Computer Engineering Department, Kadir Has University, Istanbul, Turkey.
PLoS One. 2019 Jan 28;14(1):e0210954. doi: 10.1371/journal.pone.0210954. eCollection 2019.
Understanding expression levels of proteins and their interactions is a key factor to diagnose and explain the Down syndrome which can be considered as the most prevalent reason of intellectual disability in human beings. In the previous studies, the expression levels of 77 proteins obtained from normal genotype control mice and from trisomic Ts65Dn mice have been analyzed after training in contextual fear conditioning with and without injection of the memantine drug using statistical methods and machine learning techniques. Recent studies have also pointed out that there may be a linkage between the Down syndrome and the immune system. Thus, the research presented in this paper aim at in silico identification of proteins which are significant to the learning process and the immune system and to derive the most accurate model for classification of mice. In this paper, the features are selected by implementing forward feature selection method after preprocessing step of the dataset. Later, deep neural network, gradient boosting tree, support vector machine and random forest classification methods are implemented to identify the accuracy.
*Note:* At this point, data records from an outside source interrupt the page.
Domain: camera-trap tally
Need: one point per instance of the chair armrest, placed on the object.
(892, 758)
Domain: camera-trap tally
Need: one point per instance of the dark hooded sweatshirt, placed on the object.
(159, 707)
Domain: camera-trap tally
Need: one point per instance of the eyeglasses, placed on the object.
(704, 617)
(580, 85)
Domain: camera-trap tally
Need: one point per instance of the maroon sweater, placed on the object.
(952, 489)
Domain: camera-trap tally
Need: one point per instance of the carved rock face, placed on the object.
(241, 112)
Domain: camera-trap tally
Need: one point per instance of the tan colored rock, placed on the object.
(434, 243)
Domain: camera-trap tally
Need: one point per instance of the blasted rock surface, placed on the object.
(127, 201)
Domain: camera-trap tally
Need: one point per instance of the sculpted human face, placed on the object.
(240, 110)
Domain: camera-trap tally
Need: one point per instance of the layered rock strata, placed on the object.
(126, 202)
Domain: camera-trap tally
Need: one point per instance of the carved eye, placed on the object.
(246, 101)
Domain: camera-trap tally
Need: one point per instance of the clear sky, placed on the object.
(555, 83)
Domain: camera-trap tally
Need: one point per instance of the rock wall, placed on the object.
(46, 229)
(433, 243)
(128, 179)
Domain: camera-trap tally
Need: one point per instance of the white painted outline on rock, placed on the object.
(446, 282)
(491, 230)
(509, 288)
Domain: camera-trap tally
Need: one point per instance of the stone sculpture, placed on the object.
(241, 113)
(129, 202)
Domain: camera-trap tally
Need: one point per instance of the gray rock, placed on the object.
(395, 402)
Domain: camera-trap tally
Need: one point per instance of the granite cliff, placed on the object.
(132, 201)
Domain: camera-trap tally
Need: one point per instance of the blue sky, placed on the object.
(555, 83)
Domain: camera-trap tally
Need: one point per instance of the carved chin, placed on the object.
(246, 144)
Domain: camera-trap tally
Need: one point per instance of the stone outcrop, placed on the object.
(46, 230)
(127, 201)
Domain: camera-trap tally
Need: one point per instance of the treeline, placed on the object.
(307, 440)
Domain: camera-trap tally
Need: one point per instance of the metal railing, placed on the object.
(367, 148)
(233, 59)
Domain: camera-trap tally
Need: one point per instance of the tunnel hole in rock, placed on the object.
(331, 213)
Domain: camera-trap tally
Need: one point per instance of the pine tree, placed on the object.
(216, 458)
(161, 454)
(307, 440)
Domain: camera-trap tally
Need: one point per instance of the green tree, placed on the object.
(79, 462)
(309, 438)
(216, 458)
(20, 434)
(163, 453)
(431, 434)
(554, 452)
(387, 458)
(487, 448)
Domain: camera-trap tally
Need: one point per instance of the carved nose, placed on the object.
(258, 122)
It is observed that the selected feature subsets not only yield higher accuracy classification results but also are composed of protein responses which are important for the learning and memory process and the immune system.
理解蛋白质的表达水平及其相互作用是诊断和解释唐氏综合征的关键因素,唐氏综合征是人类智力残疾最常见的原因之一。在以前的研究中,通过统计方法和机器学习技术,分析了在进行情境恐惧条件反射训练后,来自正常基因型对照小鼠和三体 Ts65Dn 小鼠的 77 种蛋白质的表达水平,这些训练分为注射和不注射美金刚药物两种情况。最近的研究还指出,唐氏综合征和免疫系统之间可能存在联系。因此,本文的研究旨在通过计算方法鉴定对学习过程和免疫系统有意义的蛋白质,并为小鼠分类得出最准确的模型。在本文中,通过对数据集的预处理步骤后,采用前向特征选择方法来选择特征。然后,实现了深度神经网络、梯度提升树、支持向量机和随机森林分类方法来识别准确性。结果表明,所选的特征子集不仅产生了更高的分类准确性,而且还包含了对学习和记忆过程以及免疫系统很重要的蛋白质反应。